This year, Myanmar took possession of a used submarine purchased from India. The Russian-made Kilo-class submarine was refurbished by Indian state-run defense shipbuilder Hindustan Shipyard and is now fully operational. The navy plans to build a submarine fleet to strengthen its naval power, with the first vessel to be used for training. The aim, the military spokesman said, is to deter foreign threats while serving as a counterweight to the forces of Bangladesh and Thailand.
MiGs and more…
Myanmar has also developed stronger military ties with Moscow. Since buying 12 MiG29B fighter jets from Russia in 2001, the military has continued to purchase increasingly sophisticated weapons from the country.
Since 2011, Myanmar-Russia military relations have gone from strength to strength. One result of this has been an easing of Myanmar’s reliance on China.
From 2001 to 2016, Russia accounted for the largest share of Myanmar’s purchases of military hardware, with the total value of its acquisitions from Russia ($1.45 billion) outpacing those from China ($1.42 billion) during the period, records show.
Myanmar also routinely sends officers to Russia for training, with hundreds of Myanmar military personnel studying at Russia’s military higher education institutions at any given time.
In 2018, Russian Defense Minister Sergey Shoigu said his country would sell six Su-30 fighters to Myanmar. The contract is reportedly worth about $204 million.

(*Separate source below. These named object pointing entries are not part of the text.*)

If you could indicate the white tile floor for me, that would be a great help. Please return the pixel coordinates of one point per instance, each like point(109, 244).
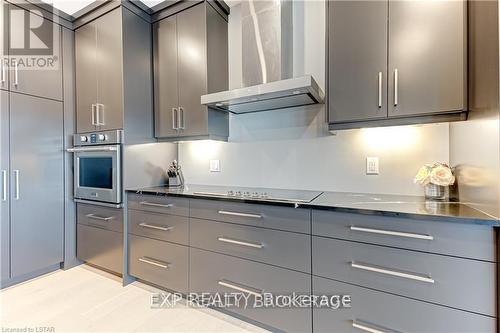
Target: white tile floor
point(84, 299)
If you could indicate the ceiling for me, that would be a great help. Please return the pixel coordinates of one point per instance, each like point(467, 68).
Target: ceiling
point(71, 7)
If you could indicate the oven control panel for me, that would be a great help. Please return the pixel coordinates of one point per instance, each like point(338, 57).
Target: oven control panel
point(99, 138)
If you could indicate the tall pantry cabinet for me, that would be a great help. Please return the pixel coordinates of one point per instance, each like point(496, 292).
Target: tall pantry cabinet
point(31, 147)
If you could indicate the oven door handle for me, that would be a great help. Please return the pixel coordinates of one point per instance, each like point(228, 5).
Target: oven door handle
point(87, 149)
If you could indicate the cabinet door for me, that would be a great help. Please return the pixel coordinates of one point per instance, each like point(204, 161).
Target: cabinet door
point(165, 77)
point(37, 191)
point(357, 63)
point(4, 195)
point(37, 73)
point(191, 31)
point(110, 71)
point(86, 77)
point(4, 74)
point(427, 57)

The Su-30 is a twin-engine, two-seat maneuverable fighter jet developed by Russia’s Sukhoi Aviation Corporation. The all-weather, long-range fighters will bring added value and give Myanmar’s air force a technological boost.
Strengthening ties with Japan
In 2018, Kentaro Sonoura, special adviser to the Japanese prime minister on national security, said during a visit to Myanmar that Tokyo supported capacity building for Tatmadaw officers in various fields, including humanitarian assistance and disaster relief. The National Defense Academy of Japan now accepts cadets from the Myanmar military for training.
Defense ties between the two countries run deep. During World War II, Japan trained Myanmar military leaders including independence hero General Aung San and the rest of the legendary “Thirty Comrades”. And it appears Japan’s involvement in Myanmar affairs is only set to deepen, after Japanese special envoy Yohei Sasakawa helped broker a ceasefire deal between the military and AA insurgents. The development is a double blessing—Naypyitaw surely welcomes Japan’s mediating role as way of lessening its reliance on Beijing. China’s continued provision of arms and other support to ethnic rebels based in northern Myanmar is a source of ongoing concern and irritation to the Tatmadaw’s top brass.
According to spokesman Maj-Gen Zaw Min Tun, the Myanmar air force currently has a defensive capability, and acquiring jet fighters alone will not turn it into a cutting-edge fighting force overnight.
Tension is rising between Myanmar’s two giant neighbors, China and India. Myanmar is well aware of the heightened strategic value this gives to the Bay of Bengal and the Indian Ocean beyond. There is no doubt the country will need stronger air and naval forces as it looks not only to protect its borders, but also to secure exploration for energy resources and the development of connectivity infrastructure in that critical region.